Insetos desafiam a física a 370 metros sob a água
Larvas no Leste Africano superam barreira de pressão das profundezas e questionam por que insetos não vivem em mar aberto

Insetos estão presentes em quase todos os ecossistemas do planeta, mas o mar aberto sempre foi uma fronteira que esses animais não conseguiram colonizar. Uma explicação científica duradoura para essa ausência afirmava que a pressão das águas profundas faria com que os delicados sistemas respiratórios dos insetos implodissem.
No entanto, uma descoberta recente revela que larvas de moscas-do-lago conhecidas como Chaoborus edulis conseguem mergulhar a centenas de metros de profundidade sem sofrer danos físicos. O estudo demonstra que esses animais possuem mecanismos de flutuação únicos que resistem a pressões equivalentes a mais de 370 metros abaixo da superfície.
O habitat desses insetos é o Lago Malawi, localizado no Leste Africano, onde bilhões de larvas realizam uma migração vertical diária. Elas passam o dia escondidas a cerca de 200 metros de profundidade para evitar predadores e sobem à superfície apenas durante a noite para se alimentar.
Para suportar esse deslocamento, as larvas modificaram seus sistemas respiratórios em dois pares de sacos aéreos que controlam a flutuação por meio de um sistema químico e mecânico sofisticado. Conforme o veículo Popular Science, essa adaptação permite que os animais regulem o volume dos sacos sem que o gás interno seja pressurizado.

Engenharia dos insetos
O segredo da resistência está na resilina, uma substância presente nas paredes dos sacos de ar que se expande ou contrai dependendo do nível de acidez local. Em declarações ao veículo Popular Science, Philip Matthews, pesquisador da Universidade de British Columbia que estuda as adaptações respiratórias desses animais, explicou o dilema físico enfrentado pela espécie.
“O gás dentro de um saco aéreo não é pressurizado. Isso gerou a pergunta: quão fundo esses insetos podem mergulhar antes que seus sacos aéreos não consigam se expandir contra a pressão? E em que profundidade eles falham completamente e implodem?”, detalhou o especialista.
Para encontrar as respostas, a equipe científica utilizou câmeras de pressão controladas em laboratório para testar a resistência dos animais. Os testes, detalhados em um estudo publicado pela revista Science, revelaram que os sacos aéreos das larvas suportam pressões correspondentes a 1.213 pés, o que equivale a cerca de 370 metros de profundidade.
Esse valor é muito superior à profundidade que os animais frequentam rotineiramente na natureza. O achado sugere que a pressão hidrostática pode não ser o principal impedimento para a colonização dos oceanos por insetos, desbancando uma teoria clássica da biologia marinha.
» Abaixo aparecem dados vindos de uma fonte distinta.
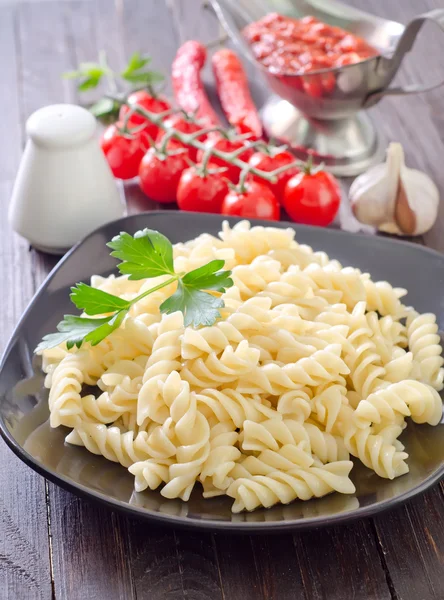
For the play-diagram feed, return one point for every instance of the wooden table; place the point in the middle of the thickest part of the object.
(55, 545)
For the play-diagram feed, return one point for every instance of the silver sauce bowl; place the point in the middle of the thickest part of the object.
(322, 113)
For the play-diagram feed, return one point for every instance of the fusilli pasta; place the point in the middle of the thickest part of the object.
(310, 363)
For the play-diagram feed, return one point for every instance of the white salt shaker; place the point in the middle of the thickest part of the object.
(64, 187)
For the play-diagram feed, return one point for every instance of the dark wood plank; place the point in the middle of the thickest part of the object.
(91, 558)
(342, 563)
(239, 572)
(412, 543)
(173, 564)
(278, 567)
(25, 570)
(24, 544)
(88, 557)
(148, 28)
(154, 561)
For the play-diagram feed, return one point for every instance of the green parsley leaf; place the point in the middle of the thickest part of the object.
(136, 72)
(136, 61)
(90, 75)
(105, 108)
(209, 277)
(198, 308)
(149, 78)
(76, 330)
(96, 302)
(71, 330)
(147, 254)
(100, 333)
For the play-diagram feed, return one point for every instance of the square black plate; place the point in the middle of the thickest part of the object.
(23, 401)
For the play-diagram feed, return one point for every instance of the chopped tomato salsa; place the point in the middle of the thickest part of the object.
(289, 46)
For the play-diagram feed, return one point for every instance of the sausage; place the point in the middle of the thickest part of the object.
(234, 94)
(188, 88)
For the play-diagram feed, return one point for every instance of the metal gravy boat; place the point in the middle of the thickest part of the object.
(329, 120)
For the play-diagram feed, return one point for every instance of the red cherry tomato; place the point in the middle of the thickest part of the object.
(312, 198)
(256, 202)
(145, 100)
(267, 162)
(201, 192)
(124, 152)
(160, 174)
(219, 143)
(179, 123)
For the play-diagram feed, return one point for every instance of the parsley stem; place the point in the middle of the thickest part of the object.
(154, 289)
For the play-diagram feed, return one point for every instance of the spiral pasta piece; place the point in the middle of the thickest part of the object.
(408, 398)
(259, 490)
(347, 282)
(384, 298)
(424, 343)
(222, 457)
(310, 362)
(274, 433)
(232, 406)
(217, 370)
(323, 366)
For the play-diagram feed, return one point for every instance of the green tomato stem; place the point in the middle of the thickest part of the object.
(190, 140)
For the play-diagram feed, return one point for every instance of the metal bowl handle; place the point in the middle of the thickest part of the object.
(404, 46)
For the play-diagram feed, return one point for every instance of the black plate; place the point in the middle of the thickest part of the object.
(23, 401)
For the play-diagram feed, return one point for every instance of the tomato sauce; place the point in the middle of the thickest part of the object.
(289, 46)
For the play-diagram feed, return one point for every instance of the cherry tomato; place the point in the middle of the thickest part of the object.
(268, 162)
(201, 192)
(256, 202)
(124, 152)
(224, 145)
(181, 124)
(145, 100)
(312, 198)
(160, 174)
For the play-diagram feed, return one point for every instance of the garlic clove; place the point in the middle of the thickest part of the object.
(394, 198)
(368, 197)
(417, 202)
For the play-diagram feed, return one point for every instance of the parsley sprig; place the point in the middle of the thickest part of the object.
(137, 74)
(146, 254)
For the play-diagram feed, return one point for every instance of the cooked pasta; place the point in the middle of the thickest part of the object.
(309, 364)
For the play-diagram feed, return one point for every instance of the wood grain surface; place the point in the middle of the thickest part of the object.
(55, 545)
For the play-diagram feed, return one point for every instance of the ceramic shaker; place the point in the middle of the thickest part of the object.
(64, 187)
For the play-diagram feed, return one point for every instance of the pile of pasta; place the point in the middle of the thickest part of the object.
(310, 364)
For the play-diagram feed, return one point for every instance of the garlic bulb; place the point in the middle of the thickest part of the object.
(394, 198)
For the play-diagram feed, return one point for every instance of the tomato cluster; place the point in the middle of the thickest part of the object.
(171, 171)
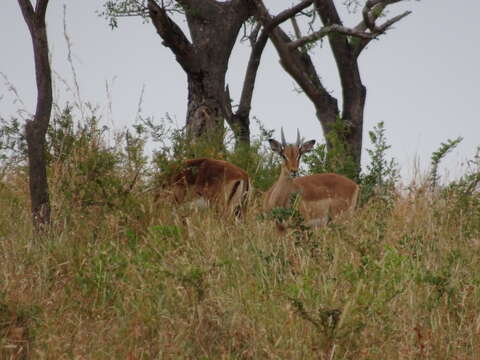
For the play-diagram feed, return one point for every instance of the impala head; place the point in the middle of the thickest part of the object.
(291, 153)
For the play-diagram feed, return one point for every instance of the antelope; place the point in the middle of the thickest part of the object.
(208, 181)
(321, 196)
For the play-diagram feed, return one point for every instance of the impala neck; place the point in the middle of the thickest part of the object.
(285, 175)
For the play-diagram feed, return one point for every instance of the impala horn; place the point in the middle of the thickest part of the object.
(299, 140)
(284, 143)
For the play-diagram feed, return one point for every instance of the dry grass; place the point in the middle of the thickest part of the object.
(399, 280)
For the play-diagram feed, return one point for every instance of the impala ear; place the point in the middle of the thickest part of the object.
(275, 146)
(308, 146)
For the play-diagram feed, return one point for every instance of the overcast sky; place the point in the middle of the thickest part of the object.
(422, 78)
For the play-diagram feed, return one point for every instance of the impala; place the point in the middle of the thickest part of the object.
(321, 196)
(205, 181)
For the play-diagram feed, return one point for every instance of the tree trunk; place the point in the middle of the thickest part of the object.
(204, 112)
(37, 127)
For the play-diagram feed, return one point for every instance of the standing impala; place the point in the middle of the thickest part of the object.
(321, 196)
(208, 181)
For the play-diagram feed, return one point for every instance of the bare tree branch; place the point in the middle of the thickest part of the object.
(41, 8)
(326, 30)
(371, 12)
(296, 28)
(27, 11)
(173, 37)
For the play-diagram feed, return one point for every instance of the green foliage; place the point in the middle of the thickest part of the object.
(437, 157)
(334, 158)
(258, 161)
(381, 174)
(13, 145)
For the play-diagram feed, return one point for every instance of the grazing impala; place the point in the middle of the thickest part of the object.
(206, 181)
(322, 196)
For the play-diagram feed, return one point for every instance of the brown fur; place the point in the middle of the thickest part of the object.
(216, 181)
(322, 196)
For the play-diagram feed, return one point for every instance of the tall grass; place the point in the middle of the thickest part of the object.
(123, 274)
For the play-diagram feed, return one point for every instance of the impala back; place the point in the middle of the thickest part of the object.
(212, 181)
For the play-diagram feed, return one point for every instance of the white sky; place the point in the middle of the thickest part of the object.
(422, 78)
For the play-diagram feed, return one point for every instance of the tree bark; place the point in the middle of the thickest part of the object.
(214, 28)
(346, 44)
(37, 127)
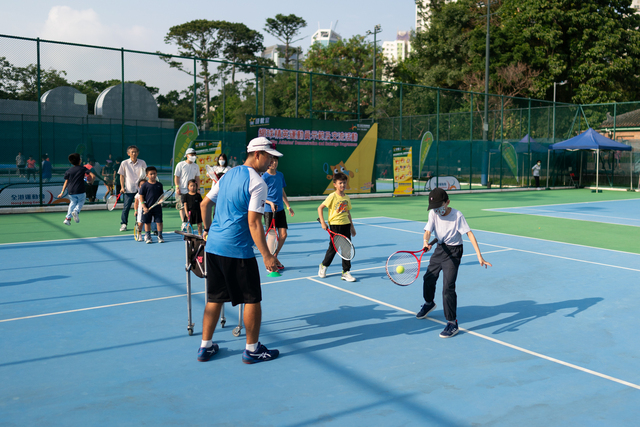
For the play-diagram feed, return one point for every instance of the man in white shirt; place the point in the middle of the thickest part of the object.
(130, 171)
(185, 171)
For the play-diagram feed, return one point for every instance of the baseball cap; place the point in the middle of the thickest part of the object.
(263, 144)
(437, 197)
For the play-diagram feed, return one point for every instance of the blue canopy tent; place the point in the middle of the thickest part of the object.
(588, 140)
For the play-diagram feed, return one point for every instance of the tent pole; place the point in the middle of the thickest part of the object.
(548, 154)
(597, 167)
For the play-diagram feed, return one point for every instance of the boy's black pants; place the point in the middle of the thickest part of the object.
(446, 259)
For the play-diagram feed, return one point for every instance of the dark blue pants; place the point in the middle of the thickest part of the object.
(127, 201)
(446, 259)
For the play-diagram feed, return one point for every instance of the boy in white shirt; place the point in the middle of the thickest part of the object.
(449, 225)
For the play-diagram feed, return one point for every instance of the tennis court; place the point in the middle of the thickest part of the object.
(94, 325)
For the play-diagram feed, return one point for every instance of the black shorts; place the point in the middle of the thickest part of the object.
(154, 215)
(281, 219)
(233, 280)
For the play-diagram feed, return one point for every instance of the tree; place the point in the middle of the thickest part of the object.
(199, 38)
(240, 45)
(285, 28)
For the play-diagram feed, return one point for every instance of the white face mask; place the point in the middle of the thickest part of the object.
(441, 210)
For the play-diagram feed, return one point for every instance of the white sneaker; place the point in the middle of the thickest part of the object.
(322, 271)
(348, 277)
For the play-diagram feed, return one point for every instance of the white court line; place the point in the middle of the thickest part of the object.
(505, 344)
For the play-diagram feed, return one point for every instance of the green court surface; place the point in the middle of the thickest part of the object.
(32, 227)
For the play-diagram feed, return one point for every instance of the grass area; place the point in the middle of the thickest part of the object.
(48, 226)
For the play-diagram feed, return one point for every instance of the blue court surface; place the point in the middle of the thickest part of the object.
(94, 332)
(623, 212)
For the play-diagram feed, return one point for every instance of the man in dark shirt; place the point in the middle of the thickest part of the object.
(150, 192)
(74, 182)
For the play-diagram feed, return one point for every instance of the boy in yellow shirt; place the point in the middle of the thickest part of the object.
(340, 222)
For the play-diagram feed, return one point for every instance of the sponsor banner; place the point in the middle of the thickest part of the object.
(207, 152)
(313, 150)
(402, 171)
(17, 195)
(444, 182)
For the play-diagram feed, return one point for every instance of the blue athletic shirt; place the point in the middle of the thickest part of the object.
(276, 184)
(239, 191)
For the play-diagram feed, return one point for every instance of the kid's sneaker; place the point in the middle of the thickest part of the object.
(262, 354)
(348, 277)
(205, 353)
(426, 308)
(450, 330)
(322, 271)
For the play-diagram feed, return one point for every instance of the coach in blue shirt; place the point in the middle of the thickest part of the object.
(232, 269)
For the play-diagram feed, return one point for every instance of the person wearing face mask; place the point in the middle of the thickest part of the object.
(222, 167)
(449, 225)
(185, 171)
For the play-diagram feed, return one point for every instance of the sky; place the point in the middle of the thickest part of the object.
(142, 25)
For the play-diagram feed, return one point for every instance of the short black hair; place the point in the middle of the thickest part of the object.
(74, 159)
(339, 177)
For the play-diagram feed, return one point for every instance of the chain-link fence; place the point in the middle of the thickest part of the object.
(58, 98)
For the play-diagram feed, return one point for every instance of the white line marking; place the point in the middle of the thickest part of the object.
(505, 344)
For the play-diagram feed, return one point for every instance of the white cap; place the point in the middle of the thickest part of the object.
(263, 144)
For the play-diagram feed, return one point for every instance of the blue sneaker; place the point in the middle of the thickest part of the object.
(205, 353)
(260, 355)
(450, 330)
(426, 308)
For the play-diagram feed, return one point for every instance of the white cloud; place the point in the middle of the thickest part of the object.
(85, 26)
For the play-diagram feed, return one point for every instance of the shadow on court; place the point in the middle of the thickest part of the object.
(523, 312)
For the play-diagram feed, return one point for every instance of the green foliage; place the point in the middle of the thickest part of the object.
(285, 28)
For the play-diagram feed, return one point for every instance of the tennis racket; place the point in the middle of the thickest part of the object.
(211, 174)
(342, 245)
(112, 200)
(272, 235)
(163, 198)
(403, 267)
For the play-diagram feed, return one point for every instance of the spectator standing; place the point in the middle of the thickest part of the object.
(130, 171)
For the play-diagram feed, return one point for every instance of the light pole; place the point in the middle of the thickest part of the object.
(377, 29)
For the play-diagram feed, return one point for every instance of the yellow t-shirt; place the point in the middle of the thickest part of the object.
(339, 208)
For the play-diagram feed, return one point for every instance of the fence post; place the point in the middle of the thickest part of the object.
(122, 79)
(195, 89)
(39, 119)
(471, 141)
(437, 137)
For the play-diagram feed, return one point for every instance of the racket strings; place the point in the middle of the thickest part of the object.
(343, 246)
(409, 271)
Além do avanço biológico, a descoberta despertou o interesse da engenharia de materiais. Segundo Evan McKenzie, coautor do estudo e pesquisador de zoologia, a capacidade da resilina de mudar de forma em resposta ao ambiente químico pode ter aplicações práticas valiosas.
Conforme relatado pela Popular Science, o pesquisador acredita que o material pode inspirar o desenvolvimento de substâncias dinâmicas para a indústria, capazes de alterar seu volume de maneira autônoma. Assim, o que começou como uma investigação sobre larvas africanas pode revolucionar a tecnologia de materiais e a compreensão sobre os limites da vida no planeta.